Florim Racovan und seine Brüder leiden als Asylanten unter Vorurteilen. Seine Liebe zum Schreiben bringt ihn in eine verhängnisvolle Situation. Ein alter Mann zeigt sich verständnisvoll und macht Florim ein Angebot – Fluch statt Segen für die Familie.
Asylbewerber – Seite eins. Thema Nummer eins. Alkohol, Randale, Polizei – damit verbinden sie uns. Immer das Schlechte. Keine akzentfreie Sprache, keine angemessene Kleidung, keine Akzeptanz.
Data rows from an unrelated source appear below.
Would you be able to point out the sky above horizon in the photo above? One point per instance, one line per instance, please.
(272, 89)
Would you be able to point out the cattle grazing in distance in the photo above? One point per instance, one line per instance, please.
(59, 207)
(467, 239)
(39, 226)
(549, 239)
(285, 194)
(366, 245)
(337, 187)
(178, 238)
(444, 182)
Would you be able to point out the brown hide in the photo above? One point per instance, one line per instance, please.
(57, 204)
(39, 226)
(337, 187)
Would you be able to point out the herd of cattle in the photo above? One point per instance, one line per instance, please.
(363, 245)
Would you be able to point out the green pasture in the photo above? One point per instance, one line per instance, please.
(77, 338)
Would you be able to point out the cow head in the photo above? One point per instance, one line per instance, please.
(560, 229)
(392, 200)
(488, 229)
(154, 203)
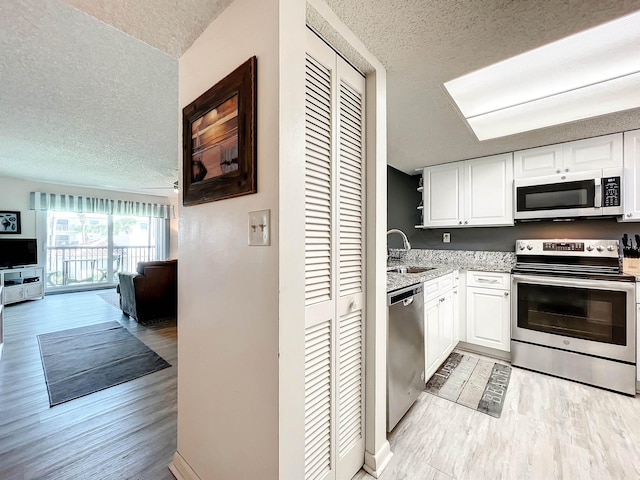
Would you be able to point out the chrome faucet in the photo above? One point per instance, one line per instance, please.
(405, 240)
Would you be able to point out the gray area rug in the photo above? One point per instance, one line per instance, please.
(84, 360)
(111, 297)
(473, 382)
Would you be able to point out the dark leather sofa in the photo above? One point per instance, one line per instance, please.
(150, 294)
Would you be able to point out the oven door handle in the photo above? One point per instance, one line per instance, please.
(628, 287)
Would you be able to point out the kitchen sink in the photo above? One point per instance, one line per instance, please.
(411, 269)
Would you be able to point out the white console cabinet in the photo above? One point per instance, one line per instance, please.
(440, 328)
(489, 310)
(22, 284)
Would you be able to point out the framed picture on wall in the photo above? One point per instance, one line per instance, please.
(219, 139)
(9, 222)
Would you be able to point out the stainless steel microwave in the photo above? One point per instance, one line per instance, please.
(581, 194)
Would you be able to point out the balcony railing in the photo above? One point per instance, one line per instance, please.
(75, 266)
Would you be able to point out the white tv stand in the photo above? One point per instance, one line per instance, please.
(19, 284)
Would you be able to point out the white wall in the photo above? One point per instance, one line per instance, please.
(228, 291)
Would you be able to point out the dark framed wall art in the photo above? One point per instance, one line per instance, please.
(9, 222)
(219, 139)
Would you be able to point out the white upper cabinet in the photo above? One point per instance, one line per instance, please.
(579, 156)
(631, 187)
(489, 191)
(537, 162)
(442, 194)
(476, 192)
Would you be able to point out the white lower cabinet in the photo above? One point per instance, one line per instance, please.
(439, 322)
(488, 310)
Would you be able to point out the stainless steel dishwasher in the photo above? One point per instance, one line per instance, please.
(405, 351)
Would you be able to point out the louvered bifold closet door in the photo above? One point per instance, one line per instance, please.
(334, 268)
(350, 333)
(320, 314)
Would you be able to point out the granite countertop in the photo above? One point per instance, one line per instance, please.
(443, 262)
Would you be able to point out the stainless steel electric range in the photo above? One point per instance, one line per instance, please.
(573, 312)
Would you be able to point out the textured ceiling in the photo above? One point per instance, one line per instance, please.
(84, 103)
(169, 25)
(426, 43)
(90, 87)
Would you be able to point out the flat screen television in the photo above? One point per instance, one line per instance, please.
(18, 252)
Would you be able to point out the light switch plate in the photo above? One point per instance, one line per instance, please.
(259, 228)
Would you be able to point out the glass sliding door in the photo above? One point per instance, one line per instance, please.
(86, 251)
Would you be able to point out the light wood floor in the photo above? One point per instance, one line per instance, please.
(124, 432)
(549, 429)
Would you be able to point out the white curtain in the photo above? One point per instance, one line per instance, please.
(74, 203)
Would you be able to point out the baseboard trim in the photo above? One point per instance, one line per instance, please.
(487, 351)
(181, 469)
(374, 464)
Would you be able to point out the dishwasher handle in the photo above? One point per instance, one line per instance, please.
(405, 296)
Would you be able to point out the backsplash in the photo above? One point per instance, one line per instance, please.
(504, 238)
(403, 198)
(481, 260)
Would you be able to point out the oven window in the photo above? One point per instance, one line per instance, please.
(589, 314)
(556, 196)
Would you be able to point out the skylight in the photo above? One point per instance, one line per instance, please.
(591, 73)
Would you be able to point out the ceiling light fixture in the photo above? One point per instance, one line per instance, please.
(591, 73)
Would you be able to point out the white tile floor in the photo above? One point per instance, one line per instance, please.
(550, 428)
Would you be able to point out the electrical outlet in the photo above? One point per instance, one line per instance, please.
(259, 227)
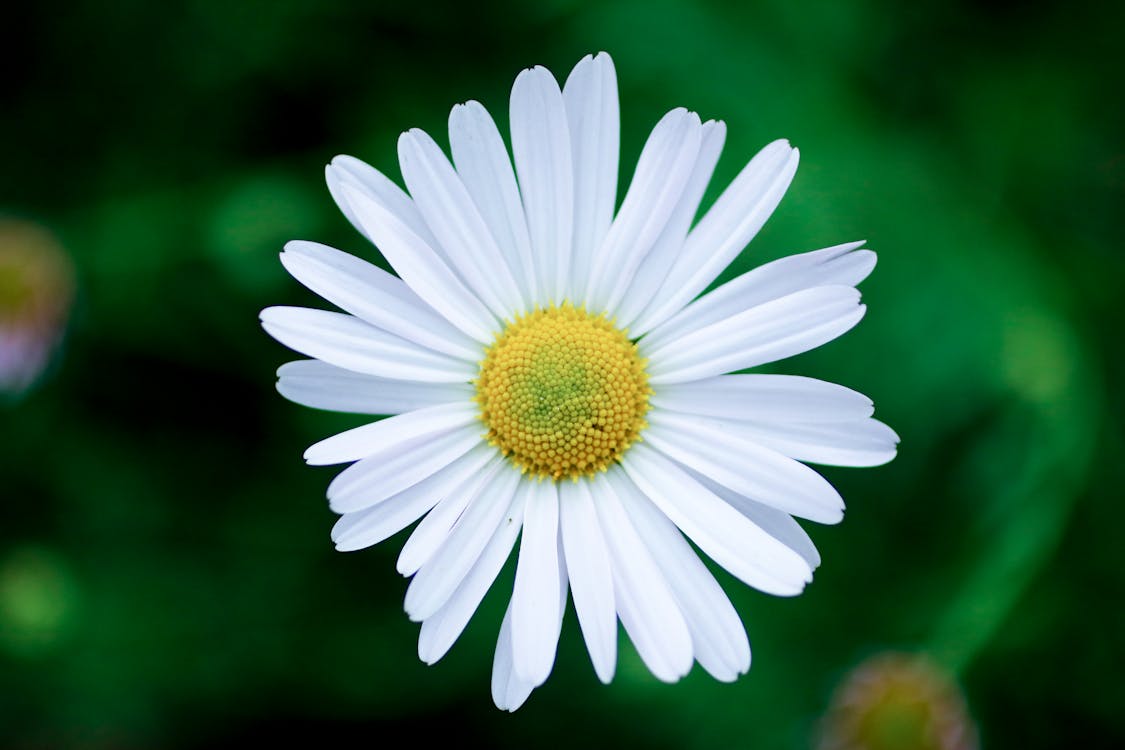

Er schreibt. Dabei ist er erst sechs, die Schule hat er nie besucht, das Schreiben mit viel Geduld sich selbst beigebracht. Wir alle hier in der Siedlung kennen seine Geschichten – jede einzelne ein Meisterwerk. Das Manko: die Sprache – rumänisch. Ein kleines Heft ist sein wertvollster Besitz. Die Ränder gelbbraun, zerfleddert. Modriger Geruch. Dazu ein Bleistift – gerade so groß, dass er ihn noch halten kann. Die Kanten mit Zahnabdrücken verziert. Beides hat er immer bei sich. Bereit alles festzuhalten – hier und jetzt. Aufschreiben, wenn Worte fehlen. 38 Grad – Schulferien. Alle sind weg – Schwimmbad, Badesee, Urlaub. Unbezahlbar für uns. Leere Straßen, kaum ein Laut. Nur wir. Ein alter Lederball, beigegrau – unsere Hauptbeschäftigung an solchen Tagen. Wir schlendern durch die Straßen, den Ball vor uns her kickend, machen Witze, lachen. Florim schießt den Ball gegen einen Zaun. Sein Blick wird starr. Er bleibt stehen. Die anderen fordern ihn auf weiterzuspielen. Er winkt uns weg – deutet auf sein Heft.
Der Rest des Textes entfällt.